About
I was born in Santa Rosa, California in 1974. My parents are traveling missionaries, so culture and diversity have always been a big part of my worldview. I've seen war zones and wide open spaces. I've written about the lives of people in remote Bosnian villages and I've filmed the breaching of a dam on one of the world's largest superfund sites. I look for commonalities, because at the heart of everything we do, every issue we face, there are people. And each person has a story to tell.
I'm often asked how I got into journalism. And I tell people it all started in a bomb shelter in Albania. In 1999, while working with American psychiatrists trying to mitigate the affects of war atrocities on small children fleeing from Kosovo, a friend asked me why I spent so much time writing about what happened each day. I told him it was the only way to make sense of the things I saw. In a world where war scrambled the images and thoughts that hold a day together, I needed words to put some order to the chaos. As we sat there under three-feet-thick concrete walls meant to protect against the stray bullets fired off nightly, he said I should become a journalist to help the world make sense of what it sees every day. Those words came back to me when I enrolled in community college back in my hometown less than a year later.

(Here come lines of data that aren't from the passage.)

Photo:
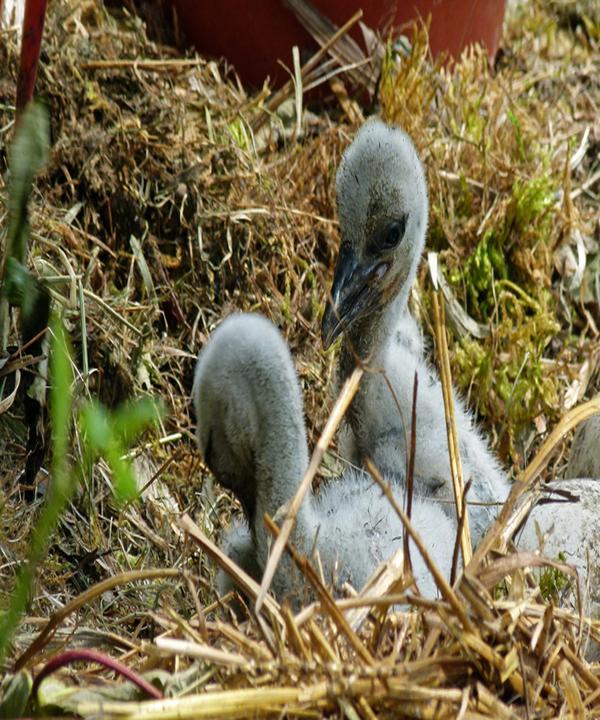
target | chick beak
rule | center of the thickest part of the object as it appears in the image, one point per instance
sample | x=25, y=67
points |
x=356, y=289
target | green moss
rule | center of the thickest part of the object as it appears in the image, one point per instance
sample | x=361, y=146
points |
x=553, y=581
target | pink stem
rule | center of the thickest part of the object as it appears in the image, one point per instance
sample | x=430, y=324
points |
x=70, y=656
x=31, y=42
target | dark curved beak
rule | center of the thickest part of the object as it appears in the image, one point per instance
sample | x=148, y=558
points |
x=355, y=290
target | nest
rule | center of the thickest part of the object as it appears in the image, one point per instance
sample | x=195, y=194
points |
x=172, y=199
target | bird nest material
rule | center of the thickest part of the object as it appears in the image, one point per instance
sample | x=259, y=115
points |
x=164, y=208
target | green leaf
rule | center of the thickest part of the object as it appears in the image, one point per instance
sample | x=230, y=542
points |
x=14, y=694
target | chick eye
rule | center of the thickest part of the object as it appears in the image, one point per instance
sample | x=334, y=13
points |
x=394, y=233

Almost a decade after that conversation, I'm still working with words to make some sense of the chaos in our world. But those words are not always seen in print. Sometimes they are spoken as in a voiceover for a video about changes in our small city in the Northern Rockies. Sometimes they are in the ramblings of a member of our community whose own story can help others make sense of the sweeping changes that affect us every day.
Today I combine images, sound and words to tell stories that help break down educational and institutional barriers. Journalism is the only way I know to affect these changes, and I embrace any form of communication that is cross-generational, cross-platform and cross-cultural.